This is the mail archive of the
gcc-patches@gcc.gnu.org
mailing list for the GCC project.
Re: [PATCH] Optimize manual byte swap implementations v3
- From: Andreas Krebbel <krebbel at linux dot vnet dot ibm dot com>
- To: Richard Guenther <richard dot guenther at gmail dot com>
- Cc: Mark Mitchell <mark at codesourcery dot com>, Andrew Haley <aph at redhat dot com>, gcc-patches at gcc dot gnu dot org, rdsandiford at googlemail dot com
- Date: Mon, 27 Apr 2009 10:03:28 +0200
- Subject: Re: [PATCH] Optimize manual byte swap implementations v3
- References: <20090209145520.GA32536@bart> <49931E43.1050307@codesourcery.com> <499414EA.9010204@linux.vnet.ibm.com> <49945590.50606@codesourcery.com> <873aehgxn1.fsf@firetop.home> <49971B86.4000702@codesourcery.com> <499727DB.6020704@redhat.com> <49986FE4.8020604@codesourcery.com> <84fc9c000904241354n50c1b65s6369e4272a76bb98@mail.gmail.com>
Hi Richard,
as proposed by Mark I did some experiments with the ARM target.
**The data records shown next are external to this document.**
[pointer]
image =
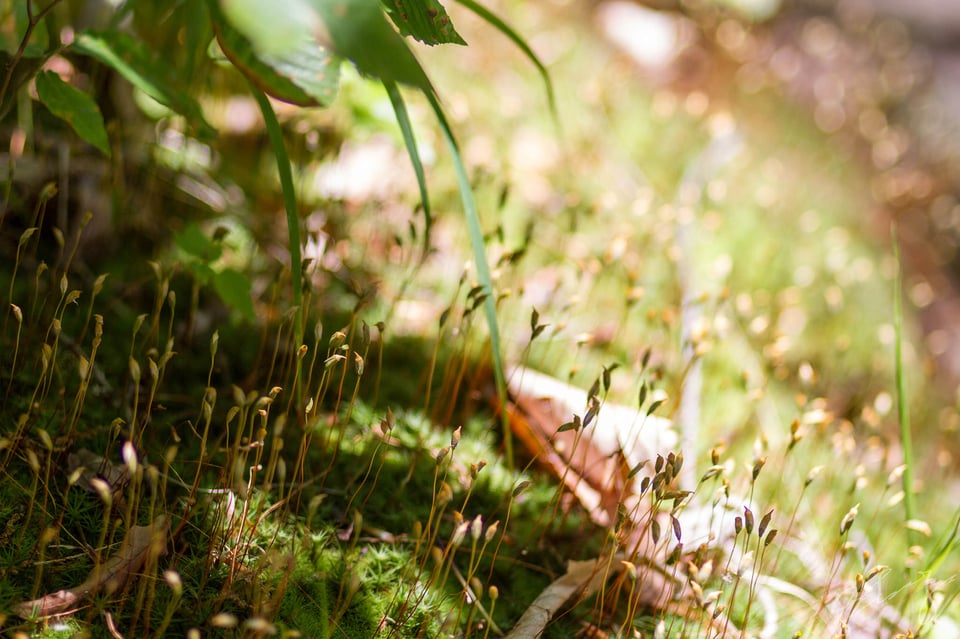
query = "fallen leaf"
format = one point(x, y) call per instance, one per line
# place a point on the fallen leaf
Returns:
point(94, 466)
point(582, 579)
point(595, 462)
point(108, 577)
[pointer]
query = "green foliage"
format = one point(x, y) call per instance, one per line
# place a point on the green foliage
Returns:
point(145, 70)
point(425, 20)
point(277, 50)
point(74, 107)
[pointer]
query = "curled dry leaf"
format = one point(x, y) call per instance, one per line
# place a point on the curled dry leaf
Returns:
point(94, 466)
point(594, 462)
point(140, 543)
point(583, 578)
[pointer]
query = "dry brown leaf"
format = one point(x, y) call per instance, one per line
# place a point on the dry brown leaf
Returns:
point(94, 466)
point(595, 464)
point(139, 543)
point(582, 579)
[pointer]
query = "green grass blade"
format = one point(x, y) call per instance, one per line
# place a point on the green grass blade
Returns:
point(903, 406)
point(403, 119)
point(275, 133)
point(497, 23)
point(483, 270)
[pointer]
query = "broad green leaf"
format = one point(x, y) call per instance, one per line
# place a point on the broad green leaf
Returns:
point(234, 288)
point(193, 241)
point(360, 32)
point(425, 20)
point(279, 28)
point(133, 61)
point(74, 107)
point(301, 73)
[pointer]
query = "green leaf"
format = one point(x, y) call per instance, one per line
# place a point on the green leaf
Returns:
point(294, 68)
point(234, 289)
point(74, 107)
point(135, 62)
point(475, 231)
point(193, 241)
point(497, 23)
point(425, 20)
point(360, 32)
point(409, 140)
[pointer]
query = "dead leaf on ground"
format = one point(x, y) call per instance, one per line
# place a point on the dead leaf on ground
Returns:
point(595, 463)
point(96, 467)
point(582, 579)
point(140, 543)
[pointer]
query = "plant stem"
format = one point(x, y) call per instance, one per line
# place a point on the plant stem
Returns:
point(903, 406)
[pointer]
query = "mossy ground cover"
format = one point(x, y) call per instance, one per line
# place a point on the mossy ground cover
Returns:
point(356, 486)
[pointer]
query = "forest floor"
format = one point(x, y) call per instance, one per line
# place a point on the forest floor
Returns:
point(702, 240)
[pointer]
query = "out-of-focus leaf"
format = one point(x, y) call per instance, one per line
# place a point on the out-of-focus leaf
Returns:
point(233, 287)
point(425, 20)
point(295, 68)
point(497, 23)
point(133, 61)
point(360, 32)
point(140, 544)
point(12, 32)
point(74, 107)
point(406, 128)
point(193, 241)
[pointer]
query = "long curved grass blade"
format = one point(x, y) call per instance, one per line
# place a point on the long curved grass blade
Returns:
point(497, 23)
point(275, 133)
point(903, 405)
point(483, 269)
point(403, 119)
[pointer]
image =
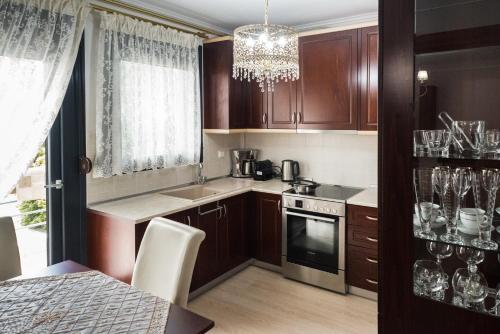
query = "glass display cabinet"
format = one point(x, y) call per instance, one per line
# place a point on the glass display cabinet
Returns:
point(440, 166)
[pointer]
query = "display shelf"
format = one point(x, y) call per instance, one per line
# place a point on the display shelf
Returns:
point(495, 236)
point(458, 39)
point(456, 161)
point(491, 305)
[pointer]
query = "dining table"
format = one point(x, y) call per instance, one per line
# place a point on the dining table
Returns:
point(180, 320)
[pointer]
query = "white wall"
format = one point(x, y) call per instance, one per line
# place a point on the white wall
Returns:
point(341, 159)
point(101, 189)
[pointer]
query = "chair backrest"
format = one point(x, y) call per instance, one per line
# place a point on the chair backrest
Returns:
point(10, 262)
point(166, 259)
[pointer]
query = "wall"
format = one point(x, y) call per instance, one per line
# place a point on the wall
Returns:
point(101, 189)
point(341, 159)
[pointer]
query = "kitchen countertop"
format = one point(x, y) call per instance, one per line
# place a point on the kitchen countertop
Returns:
point(142, 208)
point(367, 197)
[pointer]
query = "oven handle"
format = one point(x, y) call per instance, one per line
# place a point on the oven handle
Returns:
point(311, 217)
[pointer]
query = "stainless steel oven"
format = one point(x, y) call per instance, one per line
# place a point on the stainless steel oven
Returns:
point(314, 242)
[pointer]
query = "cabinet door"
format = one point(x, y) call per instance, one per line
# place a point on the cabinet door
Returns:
point(257, 107)
point(235, 218)
point(368, 79)
point(327, 94)
point(206, 264)
point(269, 228)
point(282, 106)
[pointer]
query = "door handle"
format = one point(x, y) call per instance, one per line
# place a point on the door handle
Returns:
point(57, 185)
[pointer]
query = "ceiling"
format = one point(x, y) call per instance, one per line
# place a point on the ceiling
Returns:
point(225, 15)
I think
the byte swap optimizer is especially benefical for targets where a
"bswap" instruction has been added with some later CPU level. For these
targets it is especially ugly to enhance code with inline assemblies
since it would require CPU level checks. For ARM the instruction has
been added with ARMv6. Currently neither the Linux kernel nor newlib use
the "rev" instruction to implement byte swaps.
In order to enable the ARM byte swap instruction at all I did a small
patch adding the "rev" instruction to the arm back-end and a kernel
patch removing the bswap special handling in the linux kernel.
With the byte swap optimizer pass enabled the vmlinux.o object file
contained 178 "rev" instructions shrinking the .text section by several
kB (I don't have the exact number on this machine). To me a bit
surprising was the shrinkage of the debug information. The .debug*
sections together became about 40kB smaller.
What is lacking is to have a look at the performance overhead. I would
consider the kernel as some kind of worst case scenario and I will try
to do some benchmarking on my x86_64 machine with it.
Bye,
-Andreas-